Ein konkretes Projekt, worauf wir stolz sind, fand während den Pfingstfeiertagen 2018 statt. Während einem Abendessen im Wohnen im Jugendalter entstand eine Projektidee. Mehrere Jugendliche setzten sich damals zum Ziel, von St. Gallen nach Zürich zu wandern. Mit Unterstützung der Betreuungspersonen organisierten die Jugendlichen ihr Projekt selbstständig. Während vier Tagen setzten sie diese Idee um. Der Weg sollte möglichst selbstständig, unabhängig und mit reiner Muskelkraft zurückgelegt werden. Zusätzlich wünschten sie sich, während den vier Tagen in der Natur zu leben, am Feuer zu kochen und selber geschützte Schlaf- und Lagerplätze einrichten zu können. Bei diesem Projekt stand das Thema Autonomie im Fokus. Vier der sieben Teilnehmenden erreichten stolz ihr Ziel in Zürich - zwei von ihnen sogar mit einer starken Sehbeeinträchtigung. Allen Teilnehmenden wurde nach diesem Projekt bewusst, wie viel Aufwand und Teamgeist es in der Natur benötigt, um während vier Tagen selbstständig zu leben. Dank hohen Einbezugs der Teilnehmer und einem guten Zusammenhalt in der Gruppe wurde dieses Projekt ein Erfolg und wegweisend für weitere erlebnispädagogische Projekte.

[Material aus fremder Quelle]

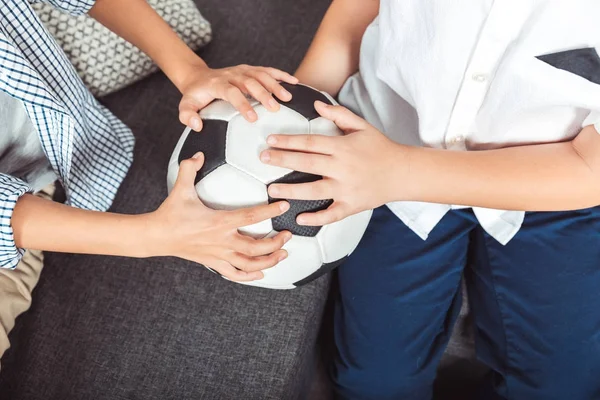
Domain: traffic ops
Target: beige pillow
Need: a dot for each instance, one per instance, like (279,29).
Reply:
(104,61)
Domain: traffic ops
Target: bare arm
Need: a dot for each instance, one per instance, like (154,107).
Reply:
(545,177)
(333,55)
(182,227)
(198,83)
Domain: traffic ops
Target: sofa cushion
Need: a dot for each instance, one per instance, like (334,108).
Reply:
(162,328)
(106,62)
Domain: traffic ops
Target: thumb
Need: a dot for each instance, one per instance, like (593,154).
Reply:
(188,169)
(345,119)
(188,112)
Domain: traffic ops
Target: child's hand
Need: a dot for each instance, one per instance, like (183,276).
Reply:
(184,227)
(231,84)
(357,168)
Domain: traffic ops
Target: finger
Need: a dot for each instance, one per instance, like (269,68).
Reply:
(258,91)
(271,84)
(237,99)
(187,173)
(305,162)
(228,271)
(320,144)
(260,247)
(253,215)
(336,212)
(188,113)
(280,75)
(317,190)
(345,119)
(252,264)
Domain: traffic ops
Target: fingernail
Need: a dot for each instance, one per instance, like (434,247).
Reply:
(251,115)
(195,124)
(265,156)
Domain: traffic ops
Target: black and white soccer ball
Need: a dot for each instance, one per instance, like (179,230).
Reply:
(233,177)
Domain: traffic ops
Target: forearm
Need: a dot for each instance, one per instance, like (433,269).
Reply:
(46,225)
(150,33)
(547,177)
(334,53)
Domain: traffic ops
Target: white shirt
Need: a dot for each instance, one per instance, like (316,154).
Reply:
(465,75)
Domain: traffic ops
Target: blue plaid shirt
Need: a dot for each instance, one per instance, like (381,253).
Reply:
(89,148)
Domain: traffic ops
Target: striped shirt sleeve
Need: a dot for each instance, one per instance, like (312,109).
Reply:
(11,189)
(74,7)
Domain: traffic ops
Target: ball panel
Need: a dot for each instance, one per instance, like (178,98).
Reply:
(222,189)
(218,109)
(325,268)
(287,221)
(173,169)
(246,140)
(303,259)
(330,98)
(323,126)
(211,141)
(303,100)
(339,239)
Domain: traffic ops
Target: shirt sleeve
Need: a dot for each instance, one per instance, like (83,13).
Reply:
(593,119)
(73,7)
(11,189)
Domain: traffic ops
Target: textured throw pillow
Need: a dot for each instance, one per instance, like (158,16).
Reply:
(106,62)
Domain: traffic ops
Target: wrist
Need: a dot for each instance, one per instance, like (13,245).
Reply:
(404,185)
(149,238)
(187,67)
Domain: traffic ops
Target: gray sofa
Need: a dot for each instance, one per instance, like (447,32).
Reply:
(108,328)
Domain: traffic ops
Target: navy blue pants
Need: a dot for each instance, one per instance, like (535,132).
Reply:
(535,302)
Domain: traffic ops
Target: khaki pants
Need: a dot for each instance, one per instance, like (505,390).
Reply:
(16,285)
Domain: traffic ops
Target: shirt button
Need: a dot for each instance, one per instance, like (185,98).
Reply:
(479,77)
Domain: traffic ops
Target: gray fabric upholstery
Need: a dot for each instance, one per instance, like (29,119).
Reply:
(112,328)
(116,328)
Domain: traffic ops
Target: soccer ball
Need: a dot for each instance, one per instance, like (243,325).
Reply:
(233,177)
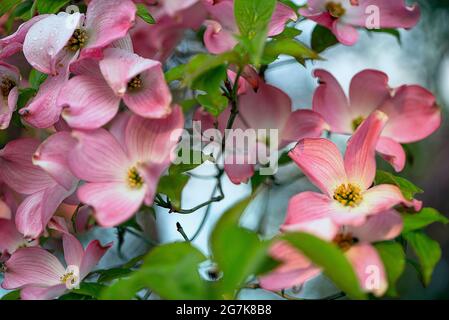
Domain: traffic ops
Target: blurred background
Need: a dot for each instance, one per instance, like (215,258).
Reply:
(422,58)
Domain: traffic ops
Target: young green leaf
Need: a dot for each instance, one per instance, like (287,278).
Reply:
(393,32)
(322,39)
(289,47)
(13,295)
(331,259)
(36,78)
(172,186)
(170,270)
(408,189)
(393,258)
(144,14)
(427,216)
(427,250)
(238,252)
(8,5)
(253,18)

Weshalb investiert deine Institution in die Erlebnispädagogik? Welchen Gewinn sieht sie darin?

obvita bietet Jugendlichen mit Behinderung rund 70 Ausbildungsplätze in 13 verschiedenen Berufen an. Die Förderung und Begleitung während ihrer Ausbildungszeit findet oft auf der kognitiven Ebene statt. Die Lernenden sind während der mehrjährigen Ausbildung im Denken stark gefordert. Dabei müssen sie viele Fachkompetenzen erlangen und Prüfungen bestehen. Wir sehen es als Gewinn, dass nicht nur der Geist, sondern auch der Körper in unsere Begleitung miteinbezogen wird. Der Mensch soll lernen, mit der Tätigkeit und dem Körper eins zu werden, nach dem Leitsatz «Lernen mit Kopf, Hand und Herz». Gerade bei Trekkings erleben die Teilnehmenden - meist am zweiten Tag - oft diesen Handlungsfluss, den man auch als «Flow» bezeichnet. Man denkt nicht mehr gross nach, wann man wohl endlich am Ziel ankommen wird. Es entsteht ein Verschmelzen von Tätigkeit und Bewusstheit. Während diesem «Flow» kommen oft verborgene Ressourcen ans Licht und wir erleben Jugendlichen anders als im Berufsalltag. Gerade diese Beobachtungen sind wertvoll für die weitere Begleitarbeit und Standortbestimmungen. Wir gehen davon aus, dass es den Jugendlichen guttut, während einer gewissen Zeit ihren festgefahrenen Denkschleifen (Arbeit, Schule) zu entgehen und im Körper und in der Situation zu leben.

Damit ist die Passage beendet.